Bolong kedua, kata Bhima, belum mampunya pemerintah mengakomodir mereka yang kehilangan penghasilan karena menjadi korban PHK selama pandemi. Hilangnya penghasilan membuat mereka kehilangan kemampuan membayar kewajiban di bank yang pada akhirnya mendorong mereka terjerumus ke pinjol dan pinjol ilegal.
“Sebagian juga ada yang sebelumnya sudah berutang di bank, tapi mereka gak mampu secara pendapatan, penghasilan sehingga mereka menggunakan pinjaman online ilegal itu untuk membayar cicilan ke lembaga keuangan resmi. Karena kondisi keuangannya sedang terdesak,” papar dia.
Bolong ketiga adalah kelemahan dalam sistem penindakan terhadap penyedia jasa pinjol ilegal. Selama ini penindakan yang dilakukan banyak hanya berupa pemblokiran situs. Selain itu, ada juga kelemahan dalam evaluasi terhadap kegiatan usaha atas izin pendirian PT yang sudah diterbitkan lembaga terkait.
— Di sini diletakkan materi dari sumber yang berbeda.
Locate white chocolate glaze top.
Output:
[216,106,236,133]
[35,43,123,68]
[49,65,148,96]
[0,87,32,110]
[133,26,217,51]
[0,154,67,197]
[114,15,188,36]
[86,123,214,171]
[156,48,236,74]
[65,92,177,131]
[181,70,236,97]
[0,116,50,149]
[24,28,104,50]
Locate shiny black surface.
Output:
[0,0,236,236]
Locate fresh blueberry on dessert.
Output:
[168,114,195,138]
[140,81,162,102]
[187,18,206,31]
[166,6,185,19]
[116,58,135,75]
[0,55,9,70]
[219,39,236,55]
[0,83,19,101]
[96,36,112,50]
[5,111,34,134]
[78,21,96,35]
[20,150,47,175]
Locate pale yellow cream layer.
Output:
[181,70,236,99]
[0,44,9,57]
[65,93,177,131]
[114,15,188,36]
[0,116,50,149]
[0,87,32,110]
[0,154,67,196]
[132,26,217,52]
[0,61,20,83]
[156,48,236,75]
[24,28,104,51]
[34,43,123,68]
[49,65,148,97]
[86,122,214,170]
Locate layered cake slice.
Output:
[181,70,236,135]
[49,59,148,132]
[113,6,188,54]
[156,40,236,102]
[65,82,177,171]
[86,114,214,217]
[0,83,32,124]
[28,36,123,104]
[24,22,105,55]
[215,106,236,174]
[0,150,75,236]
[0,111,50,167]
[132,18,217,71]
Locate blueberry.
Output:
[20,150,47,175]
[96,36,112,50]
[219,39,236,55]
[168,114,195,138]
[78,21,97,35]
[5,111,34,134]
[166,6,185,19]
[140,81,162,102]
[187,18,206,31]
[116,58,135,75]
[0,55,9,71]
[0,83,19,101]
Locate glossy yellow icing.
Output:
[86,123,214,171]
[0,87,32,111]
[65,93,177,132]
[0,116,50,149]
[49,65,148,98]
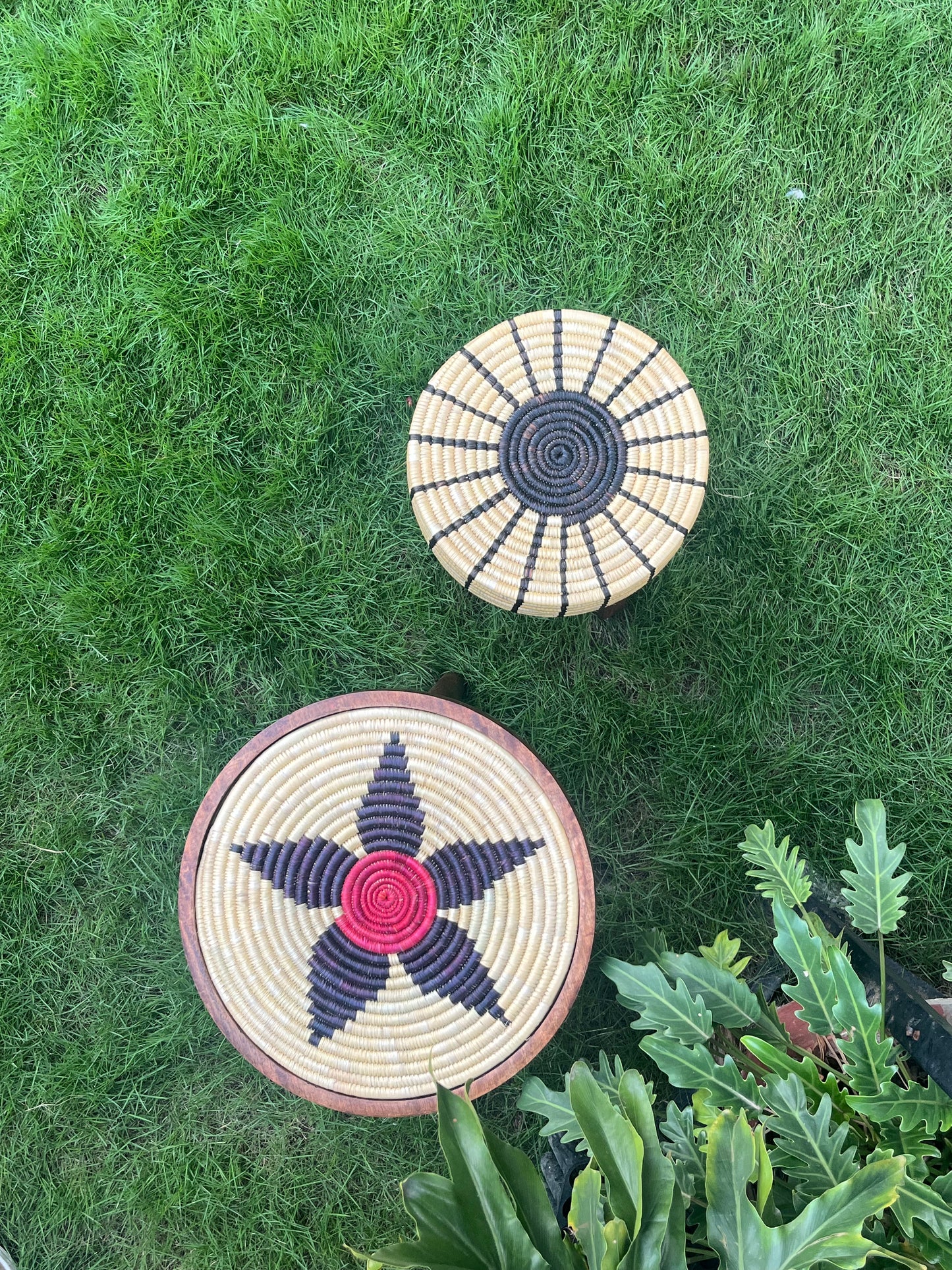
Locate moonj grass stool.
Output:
[179,689,594,1116]
[406,308,708,618]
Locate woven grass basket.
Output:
[406,308,708,618]
[179,692,594,1115]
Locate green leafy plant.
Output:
[363,805,952,1270]
[355,1063,904,1270]
[519,800,952,1270]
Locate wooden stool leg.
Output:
[596,596,631,622]
[426,670,470,701]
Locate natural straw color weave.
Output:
[406,308,707,618]
[182,693,590,1114]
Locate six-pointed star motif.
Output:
[231,732,545,1045]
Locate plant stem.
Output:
[787,1041,843,1076]
[876,931,886,1041]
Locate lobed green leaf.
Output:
[740,1036,853,1122]
[826,948,896,1095]
[618,1070,674,1270]
[840,797,912,935]
[847,1077,952,1134]
[569,1165,608,1270]
[569,1063,645,1240]
[700,931,750,979]
[766,1074,859,1199]
[737,821,810,908]
[602,954,714,1045]
[707,1111,903,1270]
[641,1036,763,1112]
[773,899,837,1036]
[658,952,760,1031]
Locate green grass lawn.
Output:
[0,0,952,1270]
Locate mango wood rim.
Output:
[179,691,596,1116]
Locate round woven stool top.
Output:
[406,308,707,618]
[179,692,594,1115]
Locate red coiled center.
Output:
[337,851,437,952]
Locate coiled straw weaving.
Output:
[179,692,593,1115]
[406,308,707,618]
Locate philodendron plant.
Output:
[519,800,952,1270]
[366,801,952,1270]
[363,1063,903,1270]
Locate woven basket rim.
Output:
[406,308,710,618]
[178,689,596,1116]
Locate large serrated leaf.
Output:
[826,948,896,1093]
[766,1074,859,1199]
[840,797,912,935]
[878,1120,944,1178]
[370,1174,487,1270]
[707,1111,903,1270]
[515,1051,629,1147]
[569,1063,645,1240]
[618,1070,674,1270]
[658,952,760,1031]
[773,899,837,1036]
[849,1077,952,1134]
[515,1076,584,1141]
[737,821,810,908]
[740,1036,853,1122]
[659,1103,704,1199]
[891,1177,952,1241]
[641,1036,763,1112]
[602,956,714,1045]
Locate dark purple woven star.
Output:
[231,732,544,1045]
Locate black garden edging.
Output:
[807,896,952,1097]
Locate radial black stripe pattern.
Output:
[411,310,707,616]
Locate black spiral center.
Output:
[499,392,626,523]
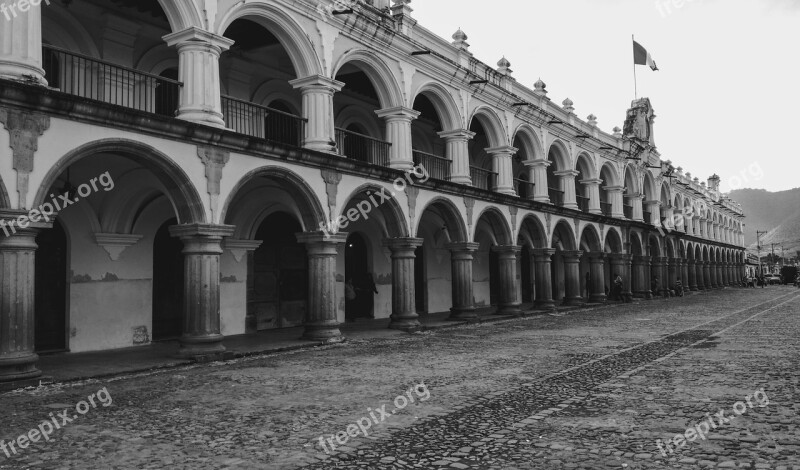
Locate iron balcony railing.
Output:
[575,195,589,212]
[222,96,308,147]
[514,178,534,199]
[42,45,183,116]
[336,128,392,166]
[412,150,453,181]
[469,166,497,191]
[622,206,633,219]
[547,188,564,207]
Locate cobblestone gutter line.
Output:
[307,293,800,468]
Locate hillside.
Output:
[730,188,800,257]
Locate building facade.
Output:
[0,0,745,381]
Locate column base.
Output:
[300,320,345,343]
[447,307,478,322]
[389,315,422,331]
[178,335,225,359]
[0,353,42,383]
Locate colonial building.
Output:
[0,0,745,381]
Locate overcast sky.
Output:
[411,0,800,192]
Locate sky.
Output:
[411,0,800,192]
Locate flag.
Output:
[633,41,658,71]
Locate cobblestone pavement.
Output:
[0,287,800,469]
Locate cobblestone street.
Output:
[0,287,800,469]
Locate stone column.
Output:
[296,232,347,343]
[686,259,698,291]
[588,253,611,303]
[375,106,420,170]
[439,129,475,184]
[0,209,52,382]
[383,238,423,330]
[526,160,550,204]
[492,245,522,315]
[561,251,583,306]
[625,194,649,223]
[554,170,580,210]
[447,243,480,321]
[603,186,625,219]
[289,75,344,153]
[533,248,556,310]
[169,224,234,357]
[0,1,47,85]
[486,146,517,196]
[580,179,603,214]
[164,27,233,127]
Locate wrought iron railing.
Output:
[547,188,564,207]
[336,128,392,166]
[514,178,534,199]
[575,194,589,212]
[222,96,307,147]
[412,150,453,181]
[42,45,183,116]
[469,166,497,191]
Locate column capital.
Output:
[162,26,235,54]
[445,242,481,253]
[437,129,475,142]
[484,145,519,157]
[375,106,422,122]
[289,75,345,94]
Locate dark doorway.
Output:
[344,233,374,320]
[489,250,500,305]
[520,245,533,303]
[153,219,183,341]
[34,220,67,352]
[414,246,428,313]
[252,212,308,330]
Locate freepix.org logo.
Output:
[0,0,50,21]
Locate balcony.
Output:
[222,96,308,147]
[336,127,392,166]
[412,150,453,181]
[514,178,534,199]
[547,188,564,207]
[469,166,497,191]
[42,45,183,116]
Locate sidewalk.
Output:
[15,303,614,391]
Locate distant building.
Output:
[0,0,745,381]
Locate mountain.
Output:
[729,188,800,258]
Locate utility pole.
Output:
[756,230,767,276]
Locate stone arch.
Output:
[331,49,405,109]
[414,197,469,242]
[408,81,464,131]
[467,106,508,147]
[220,166,327,239]
[217,0,324,78]
[511,123,544,160]
[550,220,578,251]
[31,138,207,224]
[517,214,550,249]
[472,207,514,246]
[337,183,409,238]
[158,0,205,32]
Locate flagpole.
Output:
[631,34,639,100]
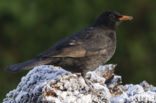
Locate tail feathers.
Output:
[6,58,50,72]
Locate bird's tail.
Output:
[6,58,50,72]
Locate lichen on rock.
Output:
[3,64,156,103]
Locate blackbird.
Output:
[7,11,132,77]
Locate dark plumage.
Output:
[7,11,132,76]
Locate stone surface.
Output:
[3,64,156,103]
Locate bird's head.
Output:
[92,11,133,29]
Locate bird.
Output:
[6,10,133,77]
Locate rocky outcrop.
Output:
[3,64,156,103]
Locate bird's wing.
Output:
[52,45,106,58]
[40,27,109,58]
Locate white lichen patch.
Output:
[3,64,156,103]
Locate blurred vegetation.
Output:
[0,0,156,100]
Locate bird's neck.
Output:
[91,20,117,30]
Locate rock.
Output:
[3,64,156,103]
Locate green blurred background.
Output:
[0,0,156,101]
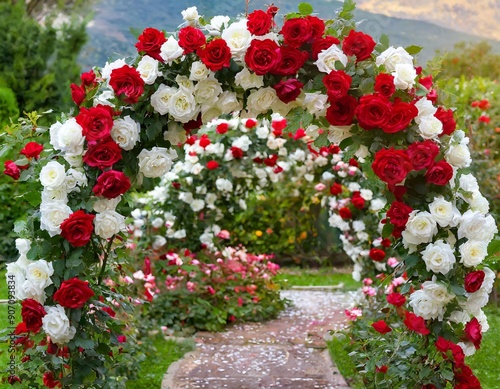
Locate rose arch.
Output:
[2,1,497,387]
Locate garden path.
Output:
[162,290,352,389]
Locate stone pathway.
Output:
[161,290,352,389]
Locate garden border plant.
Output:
[1,1,497,388]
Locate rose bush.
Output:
[0,1,497,387]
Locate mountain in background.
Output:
[80,0,500,69]
[356,0,500,41]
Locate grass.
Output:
[127,337,194,389]
[466,305,500,389]
[275,267,361,290]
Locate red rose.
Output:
[80,70,96,86]
[369,248,385,262]
[135,28,167,62]
[83,138,122,170]
[61,210,95,247]
[434,107,457,136]
[207,160,219,170]
[272,46,309,76]
[196,39,231,72]
[464,270,484,293]
[19,142,43,159]
[425,160,453,186]
[326,95,358,126]
[75,104,114,141]
[54,277,94,309]
[306,15,325,39]
[245,39,281,76]
[330,182,342,196]
[372,147,413,188]
[69,84,87,106]
[179,26,207,54]
[3,160,21,180]
[109,65,144,104]
[403,311,431,335]
[339,207,352,220]
[382,101,418,134]
[351,192,365,209]
[281,18,313,48]
[373,73,396,98]
[342,30,376,62]
[355,95,392,130]
[406,139,439,170]
[247,9,273,36]
[92,170,130,199]
[386,292,406,307]
[387,201,413,228]
[21,299,47,334]
[42,371,62,388]
[311,35,340,61]
[230,146,245,159]
[323,70,352,100]
[372,320,392,335]
[464,318,483,350]
[273,78,304,104]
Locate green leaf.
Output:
[299,3,313,16]
[405,45,422,55]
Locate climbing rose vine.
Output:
[1,1,497,387]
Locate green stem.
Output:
[97,235,115,285]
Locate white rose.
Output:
[40,161,66,189]
[92,196,122,213]
[181,7,200,25]
[445,144,472,168]
[460,240,488,267]
[392,64,417,90]
[314,45,347,73]
[409,289,444,320]
[402,211,437,247]
[234,67,264,90]
[42,304,76,345]
[189,61,210,81]
[152,235,167,250]
[302,92,328,117]
[94,210,125,239]
[418,116,443,139]
[205,15,231,35]
[221,19,252,62]
[137,55,161,85]
[422,240,456,275]
[247,87,278,116]
[111,115,141,150]
[49,118,85,155]
[138,146,177,178]
[151,84,177,115]
[189,199,205,212]
[415,97,437,123]
[375,46,413,72]
[458,210,498,243]
[160,36,184,64]
[16,238,31,255]
[429,197,455,227]
[168,86,200,123]
[194,78,222,105]
[216,91,243,116]
[101,58,127,83]
[40,201,73,237]
[215,178,233,192]
[17,280,46,304]
[459,173,479,192]
[26,259,54,290]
“Yang kelewat ini harus ada kritik juga soal perizinan berusaha yang dipermudah ini. Dengan adanya OSS juga, itu gimana melakukan evaluasi terhadap jasa yang dilakukan pada PT atau usaha yang dilakukan setelah dia mendapat izin usaha menjadi PT. Nah, di sini yang kemudian agak blank. Nah, belum tentu dengan PT usahanya sesuai dengan apa yang didaftarkan pemerintah,” jelas dia.